Several years later on a hot August afternoon, lightening stuck five feet from our house. The storm came so quickly; I hadn't shut off my Windows ME. When the lights came back on, my computer didn't. I was hoping at least for the blue screen of death but instead I got the black screen of annihilation. I couldn't call Rodney because our phones and phone lines were also torched. I rode the bumpy learning curve and eventually restored it though it took half a year till everything worked correctly.
December 2008 as I was singing about the midnight clear and my printer was chugging out our Christmas card, suddenly everything stopped. I thought it was a paper jam, but a closer look revealed that my printer was being uninstalled and the cursor was flying all over my monitor. A flaw that particular day in Microsoft Explorer allowed a hacker to get inside my computer. By the time I figured out what was going on and unplugged my modem, my faithful XP was considerably muddled up. It Came Upon The Midnight Clear received a new chorus that afternoon.

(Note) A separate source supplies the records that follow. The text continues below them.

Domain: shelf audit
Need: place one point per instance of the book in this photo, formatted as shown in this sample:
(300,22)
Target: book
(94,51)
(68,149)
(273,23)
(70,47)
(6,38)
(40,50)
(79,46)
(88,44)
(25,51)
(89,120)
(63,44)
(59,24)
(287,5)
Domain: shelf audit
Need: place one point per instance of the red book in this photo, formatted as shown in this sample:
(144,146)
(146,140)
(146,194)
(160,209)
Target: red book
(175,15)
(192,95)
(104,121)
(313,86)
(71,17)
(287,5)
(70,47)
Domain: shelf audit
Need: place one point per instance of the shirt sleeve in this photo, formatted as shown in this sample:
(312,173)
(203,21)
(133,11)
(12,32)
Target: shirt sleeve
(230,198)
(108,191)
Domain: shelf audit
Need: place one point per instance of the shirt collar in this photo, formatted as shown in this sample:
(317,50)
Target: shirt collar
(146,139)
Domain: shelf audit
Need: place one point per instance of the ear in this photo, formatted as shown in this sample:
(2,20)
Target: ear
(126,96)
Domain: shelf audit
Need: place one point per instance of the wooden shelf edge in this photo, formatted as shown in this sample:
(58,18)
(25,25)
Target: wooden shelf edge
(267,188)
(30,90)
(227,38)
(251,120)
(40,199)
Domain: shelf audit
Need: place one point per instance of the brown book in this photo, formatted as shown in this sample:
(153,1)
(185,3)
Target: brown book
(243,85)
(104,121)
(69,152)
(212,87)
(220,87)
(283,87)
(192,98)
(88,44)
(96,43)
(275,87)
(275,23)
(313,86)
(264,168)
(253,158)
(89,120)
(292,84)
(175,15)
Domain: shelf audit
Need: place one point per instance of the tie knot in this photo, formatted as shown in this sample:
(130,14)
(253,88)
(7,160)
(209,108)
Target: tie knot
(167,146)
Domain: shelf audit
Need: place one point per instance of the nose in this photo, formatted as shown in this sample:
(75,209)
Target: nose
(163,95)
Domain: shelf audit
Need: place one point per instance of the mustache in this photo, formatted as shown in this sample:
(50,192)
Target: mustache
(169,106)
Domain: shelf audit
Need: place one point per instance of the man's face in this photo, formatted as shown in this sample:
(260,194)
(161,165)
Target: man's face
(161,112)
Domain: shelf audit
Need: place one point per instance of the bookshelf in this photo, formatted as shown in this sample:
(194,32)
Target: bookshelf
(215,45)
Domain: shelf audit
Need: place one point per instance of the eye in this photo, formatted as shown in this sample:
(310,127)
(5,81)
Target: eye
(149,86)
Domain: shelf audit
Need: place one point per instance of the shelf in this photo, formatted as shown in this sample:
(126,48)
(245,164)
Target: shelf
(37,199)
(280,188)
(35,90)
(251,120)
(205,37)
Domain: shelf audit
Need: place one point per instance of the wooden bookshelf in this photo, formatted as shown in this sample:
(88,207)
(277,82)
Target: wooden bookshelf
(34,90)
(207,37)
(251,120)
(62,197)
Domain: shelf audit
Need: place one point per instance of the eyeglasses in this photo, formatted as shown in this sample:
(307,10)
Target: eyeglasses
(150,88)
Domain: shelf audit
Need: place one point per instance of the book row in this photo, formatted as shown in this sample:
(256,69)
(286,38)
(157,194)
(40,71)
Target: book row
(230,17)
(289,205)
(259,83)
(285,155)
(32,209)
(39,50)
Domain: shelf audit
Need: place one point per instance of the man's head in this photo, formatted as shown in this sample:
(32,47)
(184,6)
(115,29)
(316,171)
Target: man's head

Years ago when my Windows 95 couldn't be revived and I was in the middle of a deadline-computer job (I do custom graphic work) – I switched to the MS-DOS to finish. Not a good idea. The ancient clunker was agonizing slow, inflexible and refused to cooperate. I did what I have always dreamed of doing in the heat of a computer conflict. I unplugged the tower and carried it outside. Pumped with adrenaline, holding it above my head, I tossed it as far as I was able. Then I picked it up and threw it again, and again and again. Likely not what an anger management course would advocate, but golly, it felt great. I walked back in the house and hugged my broken little '95.
Everyone with a computer has a frustrating story or two – it's part of the game and my PC and I have a love-hate relationship. The world as we know it has been commandeered by computers and sometimes I think it was more peaceful back in the day. I actually had to write with pen and paper, get up and walk to check the time, the temperature, and the news of the day or fetch a long forgotten book once called the dictionary. I also seemed to have more postage stamps on hand.
With a smile I remember the day Fred came home from town and discovered computer parts strewn all over our front yard. Very cautiously he remarked, "It finally crashed, huh?"
My Toronto kids are big Mac fans and are trying to sell me on that system. I am almost persuaded. They tell me Macs don't have the frustrating hitches and hiccups that IBM is proverbially known for. I think of my computer combat memoirs then reckon - well, where would be the fun in that?